Aweti

Total population
- 192 (2014)

Regions with significant populations
- Brazil ( Mato Grosso)

Languages
- Aweti, Kamayurá, Portuguese

Religion
- Traditional tribal religion, Christianity

= Aweti =

Ethnic group of Xingu River, Brazil

The Aweti people are a group of Indigenous Brazilians living in the Xingu Indigenous Park, close to the headwaters of the Xingu River in Brazil. The Aweti inhabit two villages in the region. One is called Tazu’jyretam, and the other is unnamed. Tazu’jyretam is the main village of the Aweti people, and has been inhabited since at least the 19th century. Tazu’jyretam also has a small port. Both of these villages are located in an area between the Curisevo and Tuatuarí rivers, which feed into the Xingu further upstream. Their population was 196 in 2011, up from 140 in 2006. The Aweti people live in a multilingual area due to various indigenous people settling there from various regions. In search of refuge many people have relocated to the reserve as a result of European colonialism.

==Name==
The Aweti are also known as the Arauine, Arauite, Aueti, Aueto, Auiti, Awetö, Awytyza, Anumaniá, Auetö, or Enumaniá people.

==History==
The Aweti people likely formed from several other tribes which entered the Xingu region in the 17th or 18th century. It wasn't until the late 19th century that the Aweti and other tribes in the region were documented by European explorers, coming from Germany. Although there was not much communication between the Aweti and European settlers from then onward for several decades, the brief expeditions into the jungle from explorers were enough to introduce diseases into the community to which the Aweti and their neighbors had no acquired immunity. By the time of the 1950 census, the Aweti counted only 23 people.

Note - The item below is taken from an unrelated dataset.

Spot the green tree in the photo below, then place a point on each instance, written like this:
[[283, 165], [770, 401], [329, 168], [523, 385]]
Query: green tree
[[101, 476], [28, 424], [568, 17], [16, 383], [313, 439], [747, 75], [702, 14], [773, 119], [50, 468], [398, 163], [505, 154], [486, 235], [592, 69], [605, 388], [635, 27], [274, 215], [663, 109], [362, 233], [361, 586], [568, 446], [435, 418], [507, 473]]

Despite this, the Aweti did not become extinct or merge with other tribes like some of their neighbors.

When the Xingu Indigenous Park was set up in the 1960s, the Aweti population recovered significantly, to 176 people in 2010. This was a result, largely, of better medical care being offered to the people in the region by the Brazilian government. Contact with the outside world increased as well, however, threatening the native language and culture of the Aweti.

At some point after the year 2000, the second Aweti village was set up by an extended family and some of their allies who wished to split from the main Aweti tribe. This included some 35 people, causing the population of the main village to drop from 125 people to 90.

==Culture==
Aweti villages are built with several huts surrounding a central plaza, which is used for rituals, including funeral rites. This is characteristic of villages built in the area around the Xingu headwaters. A men's hut is also located in the center of the village, and is used for holding ritual flutes which are not allowed to be seen by women.

Chiefs, decided by heredity, lead the Aweti villagers and serve as diplomats with other upper Xinguan groups. Currently, the chief of the Aweti is a man named Yalakumin.

Inter-tribal trade and rituals among the people of the upper Xingu are common, with the Aweti trading goods such as vegetable salts and hammocks, made from Burití palm trees. The Huka-huka wrestling contest is a popular intertribal sport. Many tribe members from the upper Xinguan cultural groups also choose to find husbands or wives from other tribes.

==Language==
The Aweti language is a member of the Tupian language family, although it is unique and distinctive. Because of contact with outsiders, however, some Aweti tribal members can also speak Portuguese, the majority language of Brazil. Children are educated in Portuguese at an Aweti tribal school.

In the new village created in the Aweti tribal area, many people, especially younger individuals, speak Kamayurá better than Aweti. All of the people in the new village speak at least one language other than Aweti.

==Subsistence==
The Aweti fish, hunt, and farm. Their primary crops are maize and manioc.